Desde mi trinchera, la planeación y la prospectiva, veo con claridad que estos programas no son solo una herramienta para reparar las injusticias del presente, sino una plataforma indispensable para construir el futuro. El mundo del trabajo está en una transformación vertiginosa. La inteligencia artificial y la automatización, según el Foro Económico Mundial, eliminarán 85 millones de empleos en los próximos años, pero crearán 97 millones de nuevos roles. En México, se estima que 16 millones de puestos de trabajo se verán afectados en el corto plazo.

¿Cómo nos preparamos para esta disrupción? ¿Cómo garantizamos que nuestra gente pueda adaptarse, reinventarse y prosperar en esta nueva economía? La respuesta es, precisamente, fortaleciendo el piso de bienestar. Una persona que vive en la incertidumbre, que no sabe si podrá comer al día siguiente o si tendrá para el transporte, no puede permitirse el lujo de estudiar, de capacitarse o de emprender. Los programas sociales, al proveer una base de seguridad económica, liberan el potencial humano. Son una inversión en resiliencia, en capital humano y en la capacidad de adaptación de nuestra sociedad.

Es hora de superar el falso debate entre “trabajo” y “programas sociales”. No son excluyentes, son complementarios. Un Estado de Bienestar sólido no desincentiva el trabajo; al contrario, crea las condiciones para que el esfuerzo individual y el mérito realmente puedan florecer. Se trata de construir un nuevo pacto social donde se reconozca que la pobreza no es una falla individual, sino un fracaso colectivo.

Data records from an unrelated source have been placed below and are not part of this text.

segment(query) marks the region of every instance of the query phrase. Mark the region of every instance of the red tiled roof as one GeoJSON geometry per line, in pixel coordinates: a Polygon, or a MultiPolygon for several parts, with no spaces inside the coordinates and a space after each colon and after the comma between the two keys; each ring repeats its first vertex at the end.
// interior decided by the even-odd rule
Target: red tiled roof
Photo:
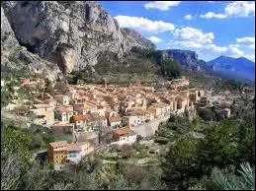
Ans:
{"type": "Polygon", "coordinates": [[[74,121],[86,121],[88,117],[86,115],[73,115],[74,121]]]}

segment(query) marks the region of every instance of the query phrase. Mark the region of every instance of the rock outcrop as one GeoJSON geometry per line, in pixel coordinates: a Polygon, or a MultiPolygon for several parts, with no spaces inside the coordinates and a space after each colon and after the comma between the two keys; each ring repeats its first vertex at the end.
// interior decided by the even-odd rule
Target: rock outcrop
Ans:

El objetivo final no es que la gente dependa de los programas sociales. El objetivo es que los programas les den la libertad para construir una vida digna, para elegir su propio camino y para desarrollar su máximo potencial. Se trata, en esencia, de poner el piso parejo para que, ahora sí, la escalera del progreso esté al alcance de todas y todos, y no solo de unos cuantos privilegiados.